Re: [Openstack] running HA cluster of guests within openstack

2012-06-27 Thread Pádraig Brady
On 04/13/2012 12:53 PM, Pádraig Brady wrote:
 On 04/13/2012 10:31 AM, ikke wrote:
 I likely am not the first one to ask this, but since I didn't find a
 thread about it I start one.

 Is there any shared experience available what are the capabilities of
 OpenStack to run cluster of guests in the cloud? Do you have
 experience of the following questions, or links to more info? The
 questions relate to running a legacy HA cluster in virtual env, and
 moving it into cloud...
 
 I'll just point out two early stage projects
 that used in combination can provide a HA solution.
 
 http://wiki.openstack.org/Heat
 http://wiki.openstack.org/ResourceMonitorAlertsandNotifications
 
 These are similar to AWS CloudFormations and CloudWatch respectively.

I notice Heat V4 has just been released.

Here is some additional info on High Availability:
https://github.com/heat-api/heat/wiki/Roadmap-Feature:-High-Availability

and some notes on using it in its current form:
https://github.com/heat-api/heat/wiki/Using-HA

cheers,
Pádraig.

___
Mailing list: https://launchpad.net/~openstack
Post to : openstack@lists.launchpad.net
Unsubscribe : https://launchpad.net/~openstack
More help   : https://help.launchpad.net/ListHelp


Re: [Openstack] running HA cluster of guests within openstack

2012-04-16 Thread ikke
On Fri, Apr 13, 2012 at 5:45 PM, Jason Kölker jkoel...@rackspace.com wrote:
 On Fri, 2012-04-13 at 12:31 +0300, ikke wrote:

 1. Private networks between guests
   - Doable now using Quantum
 1.1. Defining VLANs visible to guest machines to separate clusters
 internal traffic,
        VLAN tags should not be stripped by host (QinQ)

 VLANs and Quantum private networks are pretty much the same thing, why
 would you want both?

For legacy reasons. The cluster at the moment handles the cluster
internal network with VLANs, and for such the cloud layer should just
virtualize the HW functionality. It would need to provide the VLAN
layer for guests for the time being until the guest could be modified
not to require it and handle VLAN network configuration via OpenStack
interfaces instead.

Some of the questions are due the legacy need. OpenStack would offer
similar functionality, but if you intend to bring a legacy apps as
such into cloud, there is plenty of modifications needed to adapt the
legacy SW into cloud concepts. Adaptation takes time, and in some
cases it might be cheaper  faster to adapt the cloud layer to provide
legacy HW as virtualized, HW abstraction layer.

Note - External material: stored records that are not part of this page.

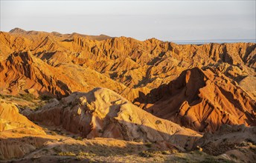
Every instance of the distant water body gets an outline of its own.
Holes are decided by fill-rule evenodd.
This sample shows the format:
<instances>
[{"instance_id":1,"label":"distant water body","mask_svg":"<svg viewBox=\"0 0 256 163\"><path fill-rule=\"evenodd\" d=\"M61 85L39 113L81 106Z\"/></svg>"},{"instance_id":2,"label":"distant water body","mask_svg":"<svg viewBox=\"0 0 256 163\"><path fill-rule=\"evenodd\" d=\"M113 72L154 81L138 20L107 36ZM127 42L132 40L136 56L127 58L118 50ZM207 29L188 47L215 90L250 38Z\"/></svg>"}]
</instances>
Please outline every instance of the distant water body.
<instances>
[{"instance_id":1,"label":"distant water body","mask_svg":"<svg viewBox=\"0 0 256 163\"><path fill-rule=\"evenodd\" d=\"M170 41L177 44L204 44L209 43L235 43L235 42L253 42L256 43L255 39L236 39L236 40L176 40Z\"/></svg>"}]
</instances>

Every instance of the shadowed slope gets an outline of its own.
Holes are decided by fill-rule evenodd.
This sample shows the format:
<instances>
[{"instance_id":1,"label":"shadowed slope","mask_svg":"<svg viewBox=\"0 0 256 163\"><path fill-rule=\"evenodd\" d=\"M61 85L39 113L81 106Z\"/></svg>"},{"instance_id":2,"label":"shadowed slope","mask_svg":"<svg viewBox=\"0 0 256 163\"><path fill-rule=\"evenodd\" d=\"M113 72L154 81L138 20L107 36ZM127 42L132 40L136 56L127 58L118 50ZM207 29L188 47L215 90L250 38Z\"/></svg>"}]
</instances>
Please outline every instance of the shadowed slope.
<instances>
[{"instance_id":1,"label":"shadowed slope","mask_svg":"<svg viewBox=\"0 0 256 163\"><path fill-rule=\"evenodd\" d=\"M135 101L153 115L199 131L255 125L255 101L217 70L193 68Z\"/></svg>"}]
</instances>

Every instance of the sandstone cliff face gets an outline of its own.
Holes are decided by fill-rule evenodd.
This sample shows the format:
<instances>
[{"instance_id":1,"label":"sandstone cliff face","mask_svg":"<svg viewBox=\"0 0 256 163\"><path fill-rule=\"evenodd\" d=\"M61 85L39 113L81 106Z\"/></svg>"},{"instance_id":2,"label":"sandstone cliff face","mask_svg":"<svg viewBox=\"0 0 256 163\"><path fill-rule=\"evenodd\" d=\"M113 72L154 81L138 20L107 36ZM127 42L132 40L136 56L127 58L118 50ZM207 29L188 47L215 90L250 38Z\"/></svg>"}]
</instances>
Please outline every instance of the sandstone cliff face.
<instances>
[{"instance_id":1,"label":"sandstone cliff face","mask_svg":"<svg viewBox=\"0 0 256 163\"><path fill-rule=\"evenodd\" d=\"M132 102L141 90L146 90L144 92L146 93L147 90L167 84L183 70L195 67L220 67L223 73L237 82L246 76L255 76L254 43L178 45L156 39L141 41L132 38L101 36L97 39L96 36L77 33L63 35L20 29L10 33L1 32L0 37L4 62L10 54L16 51L31 51L32 56L55 67L53 73L57 73L56 76L68 76L70 81L66 77L61 82L71 91L86 92L100 86L121 93ZM90 72L93 72L93 75L90 74L94 76L92 79L96 77L93 82L86 78L80 84L72 84L71 81L80 81L76 75L65 73L74 69L84 71L83 74L74 72L79 77ZM57 74L57 72L63 70L63 74ZM112 82L102 85L106 81ZM83 88L85 87L88 88ZM65 95L70 93L68 89L46 91ZM124 90L131 91L127 93ZM123 90L125 93L122 93ZM255 98L253 93L251 94Z\"/></svg>"},{"instance_id":2,"label":"sandstone cliff face","mask_svg":"<svg viewBox=\"0 0 256 163\"><path fill-rule=\"evenodd\" d=\"M33 88L61 98L103 87L198 131L255 124L255 43L179 45L20 29L0 37L1 93Z\"/></svg>"},{"instance_id":3,"label":"sandstone cliff face","mask_svg":"<svg viewBox=\"0 0 256 163\"><path fill-rule=\"evenodd\" d=\"M191 149L201 136L170 121L152 116L106 88L73 93L28 115L30 119L62 126L83 137L167 142Z\"/></svg>"},{"instance_id":4,"label":"sandstone cliff face","mask_svg":"<svg viewBox=\"0 0 256 163\"><path fill-rule=\"evenodd\" d=\"M237 83L214 69L193 68L138 102L144 109L200 132L223 124L255 125L255 101Z\"/></svg>"},{"instance_id":5,"label":"sandstone cliff face","mask_svg":"<svg viewBox=\"0 0 256 163\"><path fill-rule=\"evenodd\" d=\"M0 99L0 132L13 129L28 129L35 134L45 134L42 127L19 114L13 103Z\"/></svg>"}]
</instances>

While talking about legacy SW, I mean HUGE amount of code written over
decades, which is not easily modifiable.

 1.2. Set pre-defined MAC addresses for the guests, needed by non-IP
        traffic within the guest cluster (layer2 addressing)
 If you send the mac address to Melange when you create the interface it
 will record it for that instance:

 http://melange.readthedocs.org/en/latest/apidoc.html#interfaces

Thanks for the link, it is exactly what I was looking for!

 -it

___
Mailing list: https://launchpad.net/~openstack
Post to : openstack@lists.launchpad.net
Unsubscribe : https://launchpad.net/~openstack
More help   : https://help.launchpad.net/ListHelp


Re: [Openstack] running HA cluster of guests within openstack

2012-04-16 Thread ikke
On Fri, Apr 13, 2012 at 2:53 PM, Pádraig Brady p...@draigbrady.com wrote:
 On 04/13/2012 10:31 AM, ikke wrote:
 I'll just point out two early stage projects
 that used in combination can provide a HA solution.

 http://wiki.openstack.org/Heat
 http://wiki.openstack.org/ResourceMonitorAlertsandNotifications
 cheers,
 Pádraig.

Thanks for the links, I'll look into them. It looks good having a
pluggable monitoring interface. By a quick look I don't see how do the
local driver connect to libvirt, is the alert notified in fast manner
or based on periodic polling. I need to take a further look into it.

Hopefully there could be local HW watchdog emulated in Qemu that would
somehow be connected to the plugin framework to allow fast reaction
times to guest being stuck.

Also, it would make sense to have some kind of a local decision done
immediately about the reboot of a stuck  guest, instead of taking time
to report it centrally and wait for the central manager decision.

cheers,
Ilkka

___
Mailing list: https://launchpad.net/~openstack
Post to : openstack@lists.launchpad.net
Unsubscribe : https://launchpad.net/~openstack
More help   : https://help.launchpad.net/ListHelp


Re: [Openstack] running HA cluster of guests within openstack

2012-04-16 Thread ikke
One item more into HA features, hot plugging.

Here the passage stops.